Basti osservare al riguardo che l’articolo 2 del Regolamento in esame (articolo rubricato ‘ Tipologie soggette al Canone di concessione non ricognitorio ’), in combinato disposto con l’Allegato ‘A’, assoggetta ad imposizione – inter alia – tutte “ [le] condutture sotterranee per la distribuzione di (…) energia elettrica ”.
4.3. La circostanza appena esposta risulta del tutto dirimente ai fini del decidere e comporta di per sé l’annullamento del regolamento impugnato, palesando l’illegittimità dello stesso presupposto impositivo.

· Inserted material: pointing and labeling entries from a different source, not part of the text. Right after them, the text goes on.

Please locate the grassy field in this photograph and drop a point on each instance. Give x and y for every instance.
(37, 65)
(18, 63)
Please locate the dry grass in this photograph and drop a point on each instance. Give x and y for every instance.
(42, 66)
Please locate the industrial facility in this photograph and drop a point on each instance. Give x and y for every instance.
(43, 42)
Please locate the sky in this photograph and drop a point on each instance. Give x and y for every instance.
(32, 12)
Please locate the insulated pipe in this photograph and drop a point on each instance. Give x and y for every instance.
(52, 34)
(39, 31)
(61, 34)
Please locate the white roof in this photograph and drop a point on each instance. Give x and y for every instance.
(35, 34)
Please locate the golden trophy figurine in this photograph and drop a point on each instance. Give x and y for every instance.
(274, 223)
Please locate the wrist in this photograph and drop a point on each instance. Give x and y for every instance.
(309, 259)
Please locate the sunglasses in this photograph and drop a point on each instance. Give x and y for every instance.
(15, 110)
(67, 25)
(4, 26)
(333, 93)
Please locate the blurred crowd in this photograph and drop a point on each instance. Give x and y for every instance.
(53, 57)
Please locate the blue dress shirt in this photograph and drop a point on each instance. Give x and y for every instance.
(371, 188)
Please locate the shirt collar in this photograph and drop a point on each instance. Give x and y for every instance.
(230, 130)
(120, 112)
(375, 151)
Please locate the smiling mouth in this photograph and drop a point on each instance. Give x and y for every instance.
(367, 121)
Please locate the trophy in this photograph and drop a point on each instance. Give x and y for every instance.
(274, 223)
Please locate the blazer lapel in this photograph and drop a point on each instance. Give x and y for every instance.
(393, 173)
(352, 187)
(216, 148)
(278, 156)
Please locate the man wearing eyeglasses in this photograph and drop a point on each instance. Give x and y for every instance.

Restano quindi assorbiti gli ulteriori motivo con cui la E-Distribuzione lamenta sotto ulteriori e diversi aspetti l’illegittimità del medesimo regolamento comunale.
5. Per le ragioni esposte deve in primo luogo essere confermato il difetto di giurisdizione del giudice amministrativo in relazione all’impugnativa dei singoli atti impositivi del canone patrimoniale non ricognitorio.
Nel merito la sentenza in epigrafe deve essere parzialmente riformata, per la parte in cui ha statuito la tardività dell’impugnativa proposta avverso il Regolamento comunale recante la disciplina del canone non ricognitorio: il ricorso in primo grado, che deve essere considerato tempestivo per le ragioni dinanzi evidenziate, risulta fondato e conseguentemente deve essere disposto l’annullamento del richiamato regolamento comunale.
La Sezione ritiene che sussistano giusti ed eccezionali motivi per disporre l’integrale compensazione delle spese fra le parti.